Correlation Between CIBC Qx and CIBC Clean
Can any of the company-specific risk be diversified away by investing in both CIBC Qx and CIBC Clean at the same time? Although using a correlation coefficient on its own may not help to predict future stock returns, this module helps to understand the diversifiable risk of combining CIBC Qx and CIBC Clean into the same portfolio, which is an essential part of the fundamental portfolio management process.
By analyzing existing cross correlation between CIBC Qx Low and CIBC Clean Energy, you can compare the effects of market volatilities on CIBC Qx and CIBC Clean and check how they will diversify away market risk if combined in the same portfolio for a given time horizon. You can also utilize pair trading strategies of matching a long position in CIBC Qx with a short position of CIBC Clean. Check out your portfolio center. Please also check ongoing floating volatility patterns of CIBC Qx and CIBC Clean.
Diversification Opportunities for CIBC Qx and CIBC Clean
0.3 | Correlation Coefficient |
Weak diversification
The 3 months correlation between CIBC and CIBC is 0.3. Overlapping area represents the amount of risk that can be diversified away by holding CIBC Qx Low and CIBC Clean Energy in the same portfolio, assuming nothing else is changed. The correlation between historical prices or returns on CIBC Clean Energy and CIBC Qx is a relative statistical measure of the degree to which these equity instruments tend to move together. The correlation coefficient measures the extent to which returns on CIBC Qx Low are associated (or correlated) with CIBC Clean. Values of the correlation coefficient range from -1 to +1, where. The correlation of zero (0) is possible when the price movement of CIBC Clean Energy has no effect on the direction of CIBC Qx i.e., CIBC Qx and CIBC Clean go up and down completely randomly.
Pair Corralation between CIBC Qx and CIBC Clean
Assuming the 90 days trading horizon CIBC Qx Low is expected to generate 0.49 times more return on investment than CIBC Clean. However, CIBC Qx Low is 2.02 times less risky than CIBC Clean. It trades about 0.29 of its potential returns per unit of risk. CIBC Clean Energy is currently generating about -0.16 per unit of risk. If you would invest 1,963 in CIBC Qx Low on November 27, 2024 and sell it today you would earn a total of 78.00 from holding CIBC Qx Low or generate 3.97% return on investment over 90 days.

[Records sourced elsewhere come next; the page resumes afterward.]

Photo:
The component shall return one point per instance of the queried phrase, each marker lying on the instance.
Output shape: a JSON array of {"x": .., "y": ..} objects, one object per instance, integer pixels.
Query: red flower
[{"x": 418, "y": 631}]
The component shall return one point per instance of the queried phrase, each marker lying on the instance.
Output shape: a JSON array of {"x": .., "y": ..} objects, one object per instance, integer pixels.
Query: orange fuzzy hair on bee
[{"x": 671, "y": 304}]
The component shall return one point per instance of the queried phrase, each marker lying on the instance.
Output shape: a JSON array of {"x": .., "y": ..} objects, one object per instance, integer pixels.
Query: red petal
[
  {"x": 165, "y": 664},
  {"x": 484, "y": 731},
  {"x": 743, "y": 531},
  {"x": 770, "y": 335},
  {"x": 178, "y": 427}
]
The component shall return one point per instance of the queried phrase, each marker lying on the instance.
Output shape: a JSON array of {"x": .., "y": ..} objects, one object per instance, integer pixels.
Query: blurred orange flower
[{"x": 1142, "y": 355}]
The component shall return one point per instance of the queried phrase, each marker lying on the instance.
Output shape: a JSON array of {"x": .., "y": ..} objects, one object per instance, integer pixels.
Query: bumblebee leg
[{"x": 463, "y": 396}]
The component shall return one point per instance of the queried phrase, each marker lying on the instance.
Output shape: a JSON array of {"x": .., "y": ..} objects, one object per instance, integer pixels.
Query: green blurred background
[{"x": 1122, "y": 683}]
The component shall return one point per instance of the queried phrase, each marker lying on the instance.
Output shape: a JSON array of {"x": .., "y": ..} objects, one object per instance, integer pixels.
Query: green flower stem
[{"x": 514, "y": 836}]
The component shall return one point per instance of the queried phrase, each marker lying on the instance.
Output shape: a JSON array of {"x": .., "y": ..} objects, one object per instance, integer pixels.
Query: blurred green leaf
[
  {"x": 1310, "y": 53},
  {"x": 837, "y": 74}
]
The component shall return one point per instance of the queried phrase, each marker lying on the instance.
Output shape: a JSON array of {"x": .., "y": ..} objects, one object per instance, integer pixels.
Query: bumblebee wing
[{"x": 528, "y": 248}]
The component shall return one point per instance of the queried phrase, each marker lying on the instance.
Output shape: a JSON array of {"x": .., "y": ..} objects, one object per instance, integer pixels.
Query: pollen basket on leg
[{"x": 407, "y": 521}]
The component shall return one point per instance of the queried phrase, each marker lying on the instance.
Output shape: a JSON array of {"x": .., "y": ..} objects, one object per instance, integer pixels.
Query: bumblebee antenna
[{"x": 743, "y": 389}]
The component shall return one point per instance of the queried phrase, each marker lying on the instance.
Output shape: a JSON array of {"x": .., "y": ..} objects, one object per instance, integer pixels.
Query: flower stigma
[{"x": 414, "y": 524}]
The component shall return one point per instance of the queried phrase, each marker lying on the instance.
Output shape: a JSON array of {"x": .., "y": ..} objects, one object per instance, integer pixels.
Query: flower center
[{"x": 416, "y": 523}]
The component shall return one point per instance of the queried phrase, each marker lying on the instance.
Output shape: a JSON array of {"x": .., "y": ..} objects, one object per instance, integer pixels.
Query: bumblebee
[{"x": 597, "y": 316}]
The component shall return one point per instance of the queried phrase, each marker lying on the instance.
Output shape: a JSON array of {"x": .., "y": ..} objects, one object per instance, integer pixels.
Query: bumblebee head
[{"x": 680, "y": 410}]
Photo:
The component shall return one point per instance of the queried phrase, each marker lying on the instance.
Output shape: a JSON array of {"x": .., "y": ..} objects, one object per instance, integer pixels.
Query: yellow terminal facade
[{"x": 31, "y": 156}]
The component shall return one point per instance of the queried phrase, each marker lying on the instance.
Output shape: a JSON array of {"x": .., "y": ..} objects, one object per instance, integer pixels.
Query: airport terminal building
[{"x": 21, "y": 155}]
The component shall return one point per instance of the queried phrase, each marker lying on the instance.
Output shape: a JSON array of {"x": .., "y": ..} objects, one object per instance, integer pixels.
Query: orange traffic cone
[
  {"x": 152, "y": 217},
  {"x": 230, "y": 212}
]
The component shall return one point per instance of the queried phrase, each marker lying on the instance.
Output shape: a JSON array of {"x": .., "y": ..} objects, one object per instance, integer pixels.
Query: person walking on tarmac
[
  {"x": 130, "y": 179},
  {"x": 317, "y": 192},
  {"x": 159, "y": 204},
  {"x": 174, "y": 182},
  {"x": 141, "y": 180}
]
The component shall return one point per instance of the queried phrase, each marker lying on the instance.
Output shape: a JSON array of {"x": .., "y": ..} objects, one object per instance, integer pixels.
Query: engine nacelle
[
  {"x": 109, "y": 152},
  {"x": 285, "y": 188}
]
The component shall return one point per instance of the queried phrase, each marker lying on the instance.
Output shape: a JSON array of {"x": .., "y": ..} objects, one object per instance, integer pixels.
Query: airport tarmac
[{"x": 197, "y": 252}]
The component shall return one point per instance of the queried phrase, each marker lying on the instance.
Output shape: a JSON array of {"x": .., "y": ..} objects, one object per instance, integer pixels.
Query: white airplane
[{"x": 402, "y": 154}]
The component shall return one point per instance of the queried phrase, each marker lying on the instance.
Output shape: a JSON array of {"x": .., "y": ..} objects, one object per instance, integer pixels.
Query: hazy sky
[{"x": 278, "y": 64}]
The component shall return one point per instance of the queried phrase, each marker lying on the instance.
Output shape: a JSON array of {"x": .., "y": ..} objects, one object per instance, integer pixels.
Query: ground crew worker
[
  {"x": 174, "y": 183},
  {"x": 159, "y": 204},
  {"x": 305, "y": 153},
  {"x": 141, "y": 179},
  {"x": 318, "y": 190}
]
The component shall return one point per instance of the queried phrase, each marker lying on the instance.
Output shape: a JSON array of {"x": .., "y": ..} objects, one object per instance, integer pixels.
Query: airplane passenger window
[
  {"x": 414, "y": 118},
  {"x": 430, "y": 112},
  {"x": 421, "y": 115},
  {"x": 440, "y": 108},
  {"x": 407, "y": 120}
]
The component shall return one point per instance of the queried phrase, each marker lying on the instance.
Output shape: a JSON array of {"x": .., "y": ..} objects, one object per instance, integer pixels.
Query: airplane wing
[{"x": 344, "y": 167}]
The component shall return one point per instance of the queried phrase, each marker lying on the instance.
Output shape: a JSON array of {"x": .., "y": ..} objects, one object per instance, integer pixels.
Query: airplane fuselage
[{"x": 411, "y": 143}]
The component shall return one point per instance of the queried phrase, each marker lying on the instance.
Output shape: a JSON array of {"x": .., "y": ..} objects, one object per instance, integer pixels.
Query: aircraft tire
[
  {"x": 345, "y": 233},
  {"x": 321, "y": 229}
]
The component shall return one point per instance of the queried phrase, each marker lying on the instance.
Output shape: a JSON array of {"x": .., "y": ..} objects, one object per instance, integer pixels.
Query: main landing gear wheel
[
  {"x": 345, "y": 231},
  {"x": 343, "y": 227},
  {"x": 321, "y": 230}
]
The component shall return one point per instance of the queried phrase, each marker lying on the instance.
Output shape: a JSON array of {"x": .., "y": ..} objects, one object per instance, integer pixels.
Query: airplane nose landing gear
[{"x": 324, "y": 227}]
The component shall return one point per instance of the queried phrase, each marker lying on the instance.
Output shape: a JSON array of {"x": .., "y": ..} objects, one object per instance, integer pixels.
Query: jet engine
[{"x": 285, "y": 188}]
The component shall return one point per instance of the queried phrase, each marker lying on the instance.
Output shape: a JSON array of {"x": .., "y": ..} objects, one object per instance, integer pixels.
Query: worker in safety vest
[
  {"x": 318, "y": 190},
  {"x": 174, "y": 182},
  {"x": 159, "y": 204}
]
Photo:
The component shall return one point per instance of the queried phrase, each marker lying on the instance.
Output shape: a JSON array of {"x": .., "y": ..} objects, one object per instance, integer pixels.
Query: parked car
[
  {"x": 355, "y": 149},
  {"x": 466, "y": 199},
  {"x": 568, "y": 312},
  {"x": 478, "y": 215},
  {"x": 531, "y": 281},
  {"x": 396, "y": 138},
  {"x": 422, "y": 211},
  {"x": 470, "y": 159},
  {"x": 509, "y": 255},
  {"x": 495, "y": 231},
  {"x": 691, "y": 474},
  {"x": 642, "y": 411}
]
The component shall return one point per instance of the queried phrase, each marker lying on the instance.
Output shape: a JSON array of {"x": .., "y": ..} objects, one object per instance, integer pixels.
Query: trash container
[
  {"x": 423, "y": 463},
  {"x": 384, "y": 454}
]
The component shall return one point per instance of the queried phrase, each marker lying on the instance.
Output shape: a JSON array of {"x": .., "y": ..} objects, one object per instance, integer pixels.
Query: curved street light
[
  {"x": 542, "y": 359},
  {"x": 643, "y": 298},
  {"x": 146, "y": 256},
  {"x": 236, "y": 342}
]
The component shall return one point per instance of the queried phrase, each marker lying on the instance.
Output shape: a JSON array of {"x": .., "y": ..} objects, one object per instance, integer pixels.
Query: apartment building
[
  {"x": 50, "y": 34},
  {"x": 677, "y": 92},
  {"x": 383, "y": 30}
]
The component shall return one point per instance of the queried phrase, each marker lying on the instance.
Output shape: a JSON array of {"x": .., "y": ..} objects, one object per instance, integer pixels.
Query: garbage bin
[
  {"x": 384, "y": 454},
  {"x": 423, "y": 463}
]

Time Period | 3 Months [change] |
Direction | Moves Together |
Strength | Very Weak |
Accuracy | 100.0% |
Values | Daily Returns |
CIBC Qx Low vs. CIBC Clean Energy
Performance |
Timeline |
CIBC Qx Low |
CIBC Clean Energy |
CIBC Qx and CIBC Clean Volatility Contrast
Predicted Return Density |
Returns |
Pair Trading with CIBC Qx and CIBC Clean
The main advantage of trading using opposite CIBC Qx and CIBC Clean positions is that it hedges away some unsystematic risk. Because of two separate transactions, even if CIBC Qx position performs unexpectedly, CIBC Clean can make up some of the losses. Pair trading also minimizes risk from directional movements in the market. For example, if an entire industry or sector drops because of unexpected headlines, the short position in CIBC Clean will offset losses from the drop in CIBC Clean's long position.CIBC Qx vs. CIBC Core Fixed | CIBC Qx vs. CIBC Canadian Equity | CIBC Qx vs. CIBC Clean Energy | CIBC Qx vs. CIBC Conservative Fixed |
CIBC Clean vs. CIBC Core Fixed | CIBC Clean vs. CIBC Canadian Equity | CIBC Clean vs. CIBC Conservative Fixed | CIBC Clean vs. CIBC Qx Low |
Check out your portfolio center.Note that this page's information should be used as a complementary analysis to find the right mix of equity instruments to add to your existing portfolios or create a brand new portfolio. You can also try the Portfolio Optimization module to compute new portfolio that will generate highest expected return given your specified tolerance for risk.